The XFetch Algorithm

The XFetch algorithm (from the paper "Optimal Probabilistic Cache Stampede Prevention") provides a mathematically optimal solution to cache stampede. Instead of waiting for expiry and then competing for a lock, XFetch probabilistically triggers recomputation before expiry. The probability increases as the entry approaches expiry and scales with the computation cost (expensive computations start refreshing earlier). The beta parameter controls aggressiveness: beta=1.0 is optimal for single-threaded access, beta=2.0+ for high-concurrency scenarios.

Worked Example: Facebook Lease-Based Invalidation

Facebook's Memcache infrastructure (described in their "Scaling Memcache at Facebook" NSDI 2013 paper) implements lease-based cache invalidation. When a cache miss occurs, the client receives a lease token from Memcache. Only the lease holder can write the recomputed value back to cache — other concurrent requests for the same key receive a "wait" response and retry after a short delay (typically 10ms). This prevents the stampede problem without explicit locking: at most one backend request recomputes any given cache entry, regardless of how many concurrent cache misses occur. The lease has a 10-second timeout as a safety net.
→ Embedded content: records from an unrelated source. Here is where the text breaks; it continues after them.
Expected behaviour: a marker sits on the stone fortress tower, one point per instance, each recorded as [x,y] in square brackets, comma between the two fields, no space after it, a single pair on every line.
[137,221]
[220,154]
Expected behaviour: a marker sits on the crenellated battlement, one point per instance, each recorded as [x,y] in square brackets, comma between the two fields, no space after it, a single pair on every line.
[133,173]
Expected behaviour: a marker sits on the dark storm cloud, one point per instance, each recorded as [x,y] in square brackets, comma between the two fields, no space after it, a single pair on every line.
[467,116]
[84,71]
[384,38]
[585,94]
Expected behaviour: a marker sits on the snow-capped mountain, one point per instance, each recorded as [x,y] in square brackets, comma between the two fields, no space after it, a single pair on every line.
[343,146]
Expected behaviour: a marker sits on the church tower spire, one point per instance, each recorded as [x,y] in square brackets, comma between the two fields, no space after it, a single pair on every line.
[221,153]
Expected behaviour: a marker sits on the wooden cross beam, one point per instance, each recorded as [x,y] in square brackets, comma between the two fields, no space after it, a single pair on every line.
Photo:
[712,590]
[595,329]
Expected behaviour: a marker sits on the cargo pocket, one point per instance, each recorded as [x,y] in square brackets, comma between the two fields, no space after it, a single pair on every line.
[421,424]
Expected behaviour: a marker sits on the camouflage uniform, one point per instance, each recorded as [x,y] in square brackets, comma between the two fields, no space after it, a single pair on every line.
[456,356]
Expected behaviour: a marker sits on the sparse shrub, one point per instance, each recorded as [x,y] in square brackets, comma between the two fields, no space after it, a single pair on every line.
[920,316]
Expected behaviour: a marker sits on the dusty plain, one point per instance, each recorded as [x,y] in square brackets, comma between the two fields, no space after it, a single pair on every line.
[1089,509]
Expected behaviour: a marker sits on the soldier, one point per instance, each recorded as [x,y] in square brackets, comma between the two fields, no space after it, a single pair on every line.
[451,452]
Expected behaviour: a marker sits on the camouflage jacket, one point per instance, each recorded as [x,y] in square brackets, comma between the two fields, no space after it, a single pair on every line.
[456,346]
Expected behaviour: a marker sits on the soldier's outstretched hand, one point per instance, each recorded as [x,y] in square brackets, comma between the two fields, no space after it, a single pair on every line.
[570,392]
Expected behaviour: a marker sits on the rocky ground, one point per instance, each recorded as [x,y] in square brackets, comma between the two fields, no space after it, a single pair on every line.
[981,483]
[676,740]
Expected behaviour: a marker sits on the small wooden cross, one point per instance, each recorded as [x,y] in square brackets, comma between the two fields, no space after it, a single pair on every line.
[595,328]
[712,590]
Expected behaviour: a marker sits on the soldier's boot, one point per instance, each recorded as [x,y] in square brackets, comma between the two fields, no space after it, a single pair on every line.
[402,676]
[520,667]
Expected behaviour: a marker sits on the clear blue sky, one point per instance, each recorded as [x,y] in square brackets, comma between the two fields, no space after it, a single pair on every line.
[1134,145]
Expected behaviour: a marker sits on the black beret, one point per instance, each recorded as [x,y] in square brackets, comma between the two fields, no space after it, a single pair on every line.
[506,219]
Worked Example: Stripe Versioned Cache Keys

Stripe uses versioned cache keys with monotonically increasing generation numbers for their API response caches. When underlying data changes, the generation number is incremented atomically (a single Redis INCR operation). Cache invalidation is therefore a metadata update, not a cache purge. Old cache entries naturally expire via TTL. This approach eliminates the race condition between "delete old entry" and "write new entry" — the new version is simply a different key. It also provides implicit cache warmup: the old version continues serving until the new version is populated.

Anti-Patterns

Invalidating by deleting without stampede protection. If a popular cache entry is deleted, N concurrent requests all see a cache miss simultaneously. All N requests hit the database. With 1,000 concurrent users and a 500ms query, that is 1,000 simultaneous database queries for the same data. Use locking, XFetch, or stale-while-revalidate.

Using wallclock-based TTLs without jitter. If 10,000 cache entries are all set with TTL=3600 at the same time (e.g., during cache warming), they all expire at the same second. Add 5-10% random jitter to spread expiry over a time window.
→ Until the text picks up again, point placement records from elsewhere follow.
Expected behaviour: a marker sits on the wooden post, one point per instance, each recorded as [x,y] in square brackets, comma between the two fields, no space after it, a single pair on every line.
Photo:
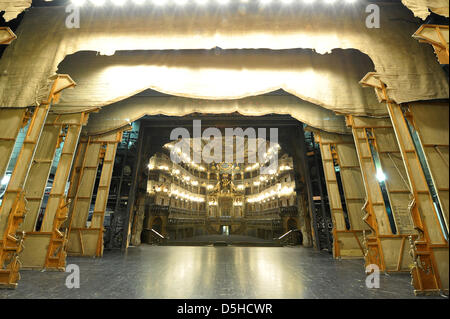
[388,215]
[83,240]
[430,248]
[133,189]
[103,191]
[341,149]
[11,120]
[38,243]
[12,210]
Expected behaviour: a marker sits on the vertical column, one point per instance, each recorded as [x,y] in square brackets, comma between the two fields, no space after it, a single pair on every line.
[38,243]
[83,197]
[347,236]
[83,240]
[133,189]
[102,194]
[12,210]
[388,197]
[11,120]
[430,250]
[40,170]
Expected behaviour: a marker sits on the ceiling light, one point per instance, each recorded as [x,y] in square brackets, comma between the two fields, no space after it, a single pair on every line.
[159,2]
[98,2]
[78,3]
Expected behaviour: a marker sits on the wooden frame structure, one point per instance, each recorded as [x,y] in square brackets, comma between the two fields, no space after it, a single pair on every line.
[45,247]
[429,248]
[6,35]
[83,240]
[437,36]
[13,208]
[385,245]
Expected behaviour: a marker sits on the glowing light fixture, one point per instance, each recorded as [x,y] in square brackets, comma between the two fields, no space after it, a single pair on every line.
[118,2]
[159,2]
[5,179]
[78,3]
[98,3]
[380,175]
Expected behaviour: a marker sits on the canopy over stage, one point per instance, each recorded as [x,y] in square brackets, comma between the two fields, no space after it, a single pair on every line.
[407,67]
[122,113]
[329,80]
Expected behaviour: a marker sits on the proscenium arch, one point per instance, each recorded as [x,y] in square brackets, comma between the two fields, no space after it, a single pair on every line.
[43,32]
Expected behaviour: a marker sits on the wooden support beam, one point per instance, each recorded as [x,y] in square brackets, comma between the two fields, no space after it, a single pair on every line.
[438,37]
[341,149]
[13,208]
[6,35]
[11,120]
[102,194]
[39,173]
[82,241]
[429,248]
[430,272]
[384,243]
[46,248]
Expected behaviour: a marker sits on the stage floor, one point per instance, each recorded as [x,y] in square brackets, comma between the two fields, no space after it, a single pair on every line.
[212,272]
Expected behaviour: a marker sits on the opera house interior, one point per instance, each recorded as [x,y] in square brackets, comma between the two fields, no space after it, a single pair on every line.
[211,149]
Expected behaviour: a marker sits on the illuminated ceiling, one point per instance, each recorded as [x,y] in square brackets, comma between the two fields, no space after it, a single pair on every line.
[44,41]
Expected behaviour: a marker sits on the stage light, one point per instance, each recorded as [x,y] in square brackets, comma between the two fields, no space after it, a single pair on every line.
[118,2]
[98,3]
[380,175]
[78,3]
[5,179]
[159,2]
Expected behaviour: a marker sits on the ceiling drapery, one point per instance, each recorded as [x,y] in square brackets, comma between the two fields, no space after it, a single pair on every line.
[407,67]
[120,114]
[329,80]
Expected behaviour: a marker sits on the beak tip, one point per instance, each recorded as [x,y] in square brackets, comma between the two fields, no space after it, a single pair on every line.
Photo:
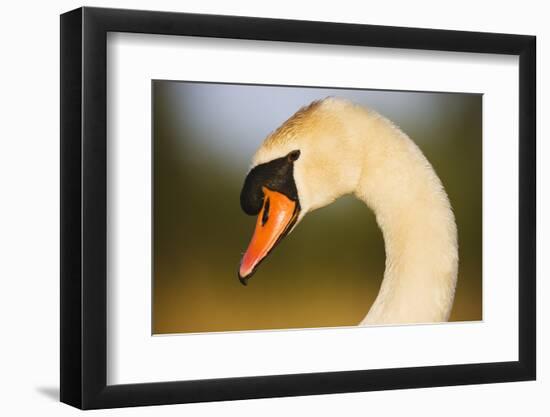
[244,280]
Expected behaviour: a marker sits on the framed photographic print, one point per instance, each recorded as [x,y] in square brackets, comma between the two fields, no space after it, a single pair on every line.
[258,208]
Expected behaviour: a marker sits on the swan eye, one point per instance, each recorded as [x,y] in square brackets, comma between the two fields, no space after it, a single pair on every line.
[294,155]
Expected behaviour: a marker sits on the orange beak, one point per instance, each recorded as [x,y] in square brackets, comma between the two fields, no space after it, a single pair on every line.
[276,218]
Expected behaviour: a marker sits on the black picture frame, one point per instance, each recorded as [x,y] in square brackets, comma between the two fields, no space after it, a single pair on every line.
[84,197]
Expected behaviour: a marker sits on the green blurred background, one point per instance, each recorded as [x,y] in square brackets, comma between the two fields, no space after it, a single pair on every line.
[329,270]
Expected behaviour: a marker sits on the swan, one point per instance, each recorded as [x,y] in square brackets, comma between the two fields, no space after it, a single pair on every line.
[334,147]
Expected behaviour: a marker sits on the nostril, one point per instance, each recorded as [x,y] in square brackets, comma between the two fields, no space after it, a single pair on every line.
[265,215]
Invalidating parent caches without derived caches. If a user's name changes and you invalidate

user:123

but not

article:456

(which embeds the user's name), the article shows stale author information. Maintain dependency tracking for denormalized caches.
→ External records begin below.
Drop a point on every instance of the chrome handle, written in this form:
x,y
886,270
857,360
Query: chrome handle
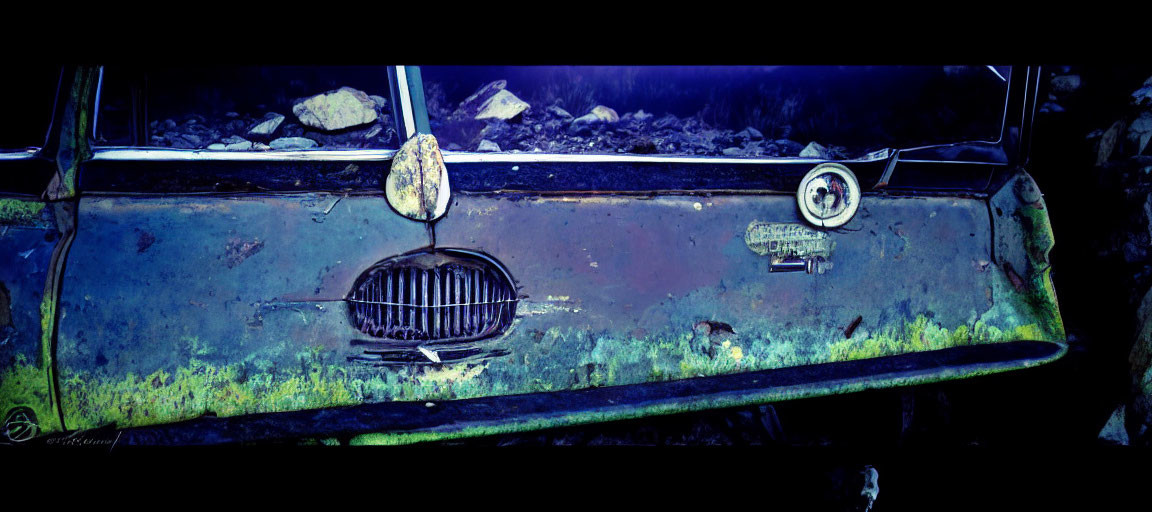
x,y
810,265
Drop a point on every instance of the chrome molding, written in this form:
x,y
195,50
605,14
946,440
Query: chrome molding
x,y
25,155
174,155
406,103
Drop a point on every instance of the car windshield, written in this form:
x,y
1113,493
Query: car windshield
x,y
247,107
834,112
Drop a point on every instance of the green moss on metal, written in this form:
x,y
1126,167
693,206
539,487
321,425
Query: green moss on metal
x,y
692,405
923,334
24,384
198,388
19,211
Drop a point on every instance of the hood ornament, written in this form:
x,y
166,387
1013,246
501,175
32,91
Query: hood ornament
x,y
417,183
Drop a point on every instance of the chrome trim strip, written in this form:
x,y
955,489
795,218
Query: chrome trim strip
x,y
124,153
25,155
406,102
175,155
952,162
96,111
463,157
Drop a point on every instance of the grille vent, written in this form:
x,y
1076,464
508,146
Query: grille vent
x,y
444,295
Fire-and-forget invalidation without confirmation. Network drops, Redis failovers, or message queue delays can silently prevent invalidation messages from arriving. Implement at-least-once delivery for critical invalidation events and use TTL as a safety net.

Source

"Scaling Memcache at Facebook" (NSDI 2013) — https://www.usenix.org/conference/nsdi13/technical-sessions/presentation/nishtala
"Optimal Probabilistic Cache Stampede Prevention" (XFetch algorithm) — https://cseweb.ucsd.edu/~avattani/papers/cache_stampede.pdf
Redis documentation on distributed locking (Redlock) — https://redis.io/docs/manual/patterns/distributed-locks/
Martin Kleppmann, "Designing Data-Intensive Applications" (O'Reilly), Chapter 5
CDN purging best practices — Fastly, Cloudflare, Akamai documentation

Process

Read the instructions and examples in this document.
Apply the patterns to your implementation, adapting to your specific context.
Verify your implementation against the details and edge cases listed above.

Harness Integration

Type: knowledge — this skill is a reference document, not a procedural workflow.
No tools or state — consumed as context by other skills and agents.

Success Criteria

The patterns described in this document are applied correctly in the implementation.
Edge cases and anti-patterns listed in this document are avoided.
Cache stampede is prevented via locking, XFetch, or stale-while-revalidate on high-traffic entries.
TTL-based expiry uses jitter to prevent synchronized cache expiration storms.
Denormalized cache entries are invalidated when their source data changes.